Living

Now factor

Well, now and then. This modernist marvel has been reimagined as today’s answer to the good old-fashioned office.

“The office as you know it is dead,” proclaim Belgium’s Fosbury & Sons, and we certainly agree that their super-cool co-working spaces put the average cubicle-filled scene to shame. The company is all about doing away with the outdated one-size-fits-all way of working, and instead offers more modern set-ups where people can get down to business any way they want. And they’re not only catering to footloose freelancers either — with delocalised and travelling teams in any number of industries, digital nomads flock in all shapes and forms.

ABOVE The sculptural forms of Constantin’s unusual office building began a whole new wave of Belgian architecture and saw him included in the Transformations in Modern Architecture 1960-1980 exposition at New York’s Museum of Modern Art — the only Belgian architect featured. Today, the refurbished Boitsfort’s massive 7000m2 can host up to 600 people and 250 companies across its seven storeys, with three more levels available for parking and storage. As well as shared and private offices, common areas and meeting rooms, it has spaces for events and lectures, an auditorium, a small club, and a bar and restaurant with panoramic views of the nearby Sonian Forest. The exposed concrete walls of the interior are complemented by a customised material palette that includes black steel framing, parquet flooring, potted greenery, warm timber tables, and leather and rattan seating.

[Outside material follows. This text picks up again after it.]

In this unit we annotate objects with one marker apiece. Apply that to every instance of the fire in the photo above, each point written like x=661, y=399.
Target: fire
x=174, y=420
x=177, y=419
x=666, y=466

The newest property added to Fosbury & Sons’ portfolio is this modernist beauty in Brussels by post-war architect Constantin Brodzki. Constructed over three years from 1967 to serve as the HQ of a cement company, the monolithic structure was so well-considered that few updates to the interior architecture were required — pretty much just a sensitive refurbishment of the original elements by architects Going East and a bit of a tech upgrade. Outside, the building’s exterior comprises 756 convex oval modules that form banks of egg-shaped windows, creating a futuristic vibe well-suited to this forward-thinking concept.